It's 4 o'clock on a Tuesday afternoon in late April and I'm alone on the water, not a boat in sight in any direction.

My Hunter 28 groans and tilts closer to the water. The sails protest. I struggle to stay on course because there's so much pressure on the wheel. I'm new to this boat, which is bigger than my last one, and not sure what to do. I curse the wind, and for a moment I feel doomed because surely the mast will break and the boat will sink and I will die a watery death within eyesight of my marina.

Nothing of the sort happens. As I get closer to Bowen, the wind drops and the sky brightens. I furl in the jib and the boat immediately straightens up. The pressure on the wheel lightens and I relax. Ahead I can finally see Seymour Bay, a tiny notch on the island where I can find shelter from the wind.

But I don't need shelter now. The boat is moving perfectly under my control. I'm in love with the wind again and happy as a lark. What could be finer than sailing on the ocean on such a fine spring day?

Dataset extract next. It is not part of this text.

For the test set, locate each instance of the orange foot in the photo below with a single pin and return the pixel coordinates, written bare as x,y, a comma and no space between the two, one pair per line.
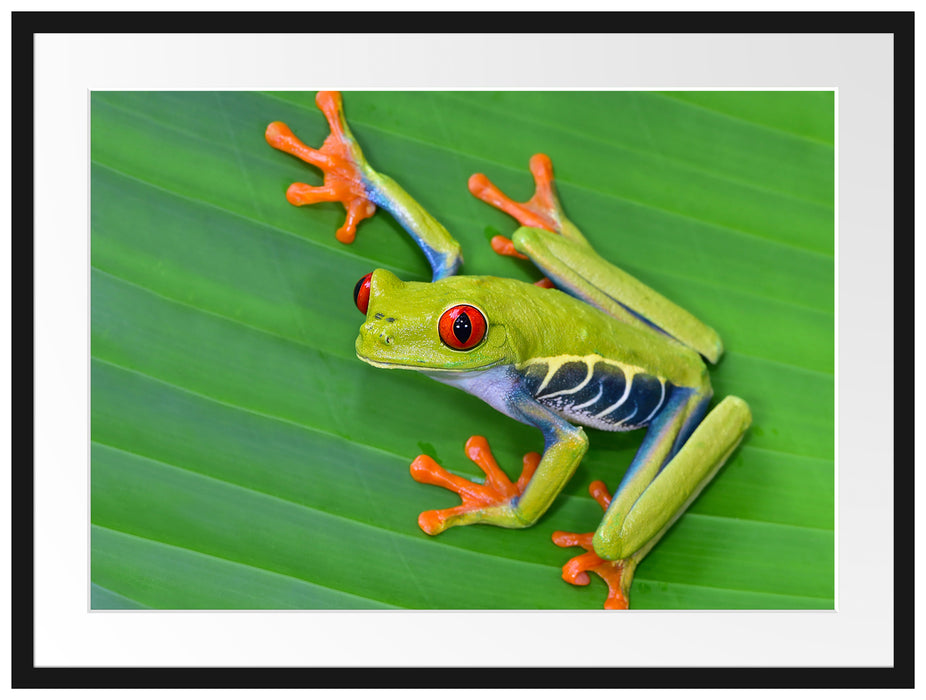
616,574
496,491
339,159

This swing from joy to fear and back to joy is one of the things I love about sailing. I mostly single-hand, meaning I sail alone, so I have no one to help me handle the boat when conditions get rough. And when conditions get rough I get a little scared.

This must sound strange. I'm a 65-year-old man who's been a sailor for most of his life. To be honest, I can't explain the scary part. Sailing makes me feel alive, and fear is part of that feeling.

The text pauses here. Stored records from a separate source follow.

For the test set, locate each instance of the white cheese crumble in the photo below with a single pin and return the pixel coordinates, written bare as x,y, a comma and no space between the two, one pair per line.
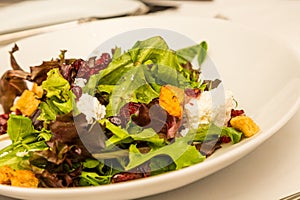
80,82
204,110
91,107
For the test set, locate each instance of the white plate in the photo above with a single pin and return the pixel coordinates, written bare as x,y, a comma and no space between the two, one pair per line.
263,73
27,14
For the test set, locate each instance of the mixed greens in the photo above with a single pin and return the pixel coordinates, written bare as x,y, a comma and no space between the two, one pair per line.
110,119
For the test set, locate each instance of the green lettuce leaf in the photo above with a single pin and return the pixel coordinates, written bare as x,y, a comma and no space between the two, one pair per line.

There's more to it than that, of course. Sailing has tremendous intensity and immediacy. You sail with your body and your mind in perfect partnership. You escape your life. You stare at nature face to face. You meditate on the horizon line. And you solve problems.

One time, halfway across the Strait of Georgia, I watched the furled jib at the bow of the boat suddenly come loose and flap madly in the wind. Worse, the lines connecting the jib to the winches in the cockpit became tangled, so I couldn't wind the sail in or let it out.

I turned on the autopilot, so the boat would steer itself, and carefully made my way to the bow, now bouncing with every slap of the metre-high waves. It took two or three minutes to straighten everything out. I tied off the jib so it wouldn't flap and finally made my way back to the safety of the cockpit.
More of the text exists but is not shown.